What always impressed you about Escobar was his grace and generosity. In fact, I have only seen that in John Stott, Tim Keller or José Grau in Spain.When I studied at Stott's Institute for Contemporary Christianity in London in the 1980s, he often invited me up to his penthouse for dinner. To get upstairs you had to go through a narrow room where he had a small bed surrounded by books all along the corridor. It didn't take me long to realise that I couldn't take any of them off the shelf to look at, because he would immediately say: 'Take it away!' I had only ever seen such generosity in Samuel Escobar.



I was not surprised to hear Stott say one day that he learned to live more selflessly when he met Samuel.



 



Blessed are the humble



I have never been so dissatisfied with material things, but every time I saw Samuel, I understood that the kingdom of heaven belongs to the 'poor in spirit' (Matthew 5:3). There is nothing more contradictory than a proud Christian.

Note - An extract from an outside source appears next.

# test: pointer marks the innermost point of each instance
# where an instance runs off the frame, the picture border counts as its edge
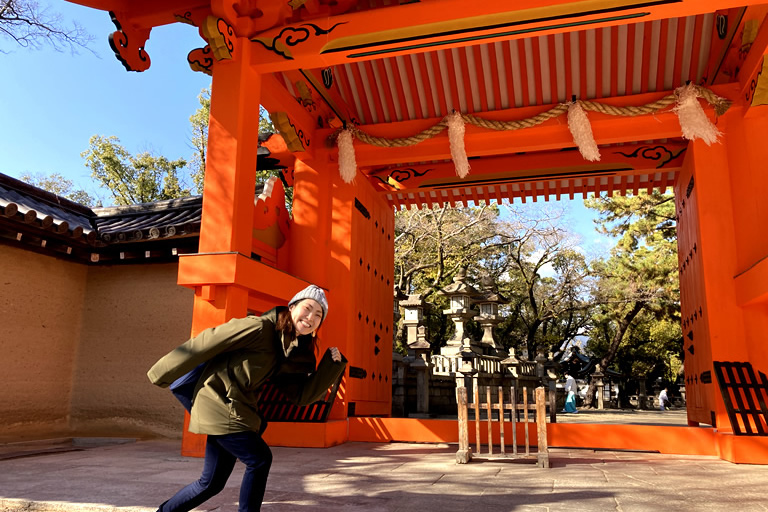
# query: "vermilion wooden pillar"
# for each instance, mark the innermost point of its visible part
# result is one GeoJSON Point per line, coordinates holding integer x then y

In fact, humility and meekness are the only virtues the Lord said we should learn from him (Matthew 11:29). It was what characterised Moses (Numbers 12:3), but when he lost it, he was excluded from the Promised Land.



There is too much tolerance for pride in the Christian world. We are full of people who rub our spiritual successes or moral superiority in our faces. It is all publicity for our great achievements and values. We are more like the Pharisee in Jesus' parable than the tax collector who cried out for God's mercy (Luke 18:10-14).



That is why there is so little grace in the world around us. We are so self-satisfied that we think we are superior to everyone else. That's why we don't stop lecturing them.



In a society that admires the strongest, Jesus tells us that it is the meek who will inherit the earth (Matthew 5:5). They will not conquer it by their own strength, but it will be given to them as an inheritance. It is a gift we receive by grace through faith, not as the fruit of our own efforts (Ephesians 2:8-9).



Martin Lloyd-Jones said that true humility comes from really knowing who we are. We need Samuel's honesty to stop defending ourselves.



Those who know their own misery have no trouble listening to the criticism of others because they know that if they knew what we were really like, they would say worse things about us!



I once heard Stott say to someone who had praised him highly that if he knew what he was really like, he would spit in his face. It is the wonder of grace that makes us marvel at God's mercy that enables us to show grace and mercy to others.



Generosity comes from knowing that “all things are ours, and we are Christ's, and Christ is God's" (1 Corinthians 3:21-23). He is not a fool who gives up what he cannot keep to gain what he cannot lose, wrote Jim Elliot, the missionary who died for the Huaorani in Ecuador.



Escobar's life is an example of grace and generosity that we should imitate in order to be like the Master, but it is also a gift from God for which we should thank the Father and ask him to make us more like him.



José de Segovia, theologian and journalist in Madrid, Spain.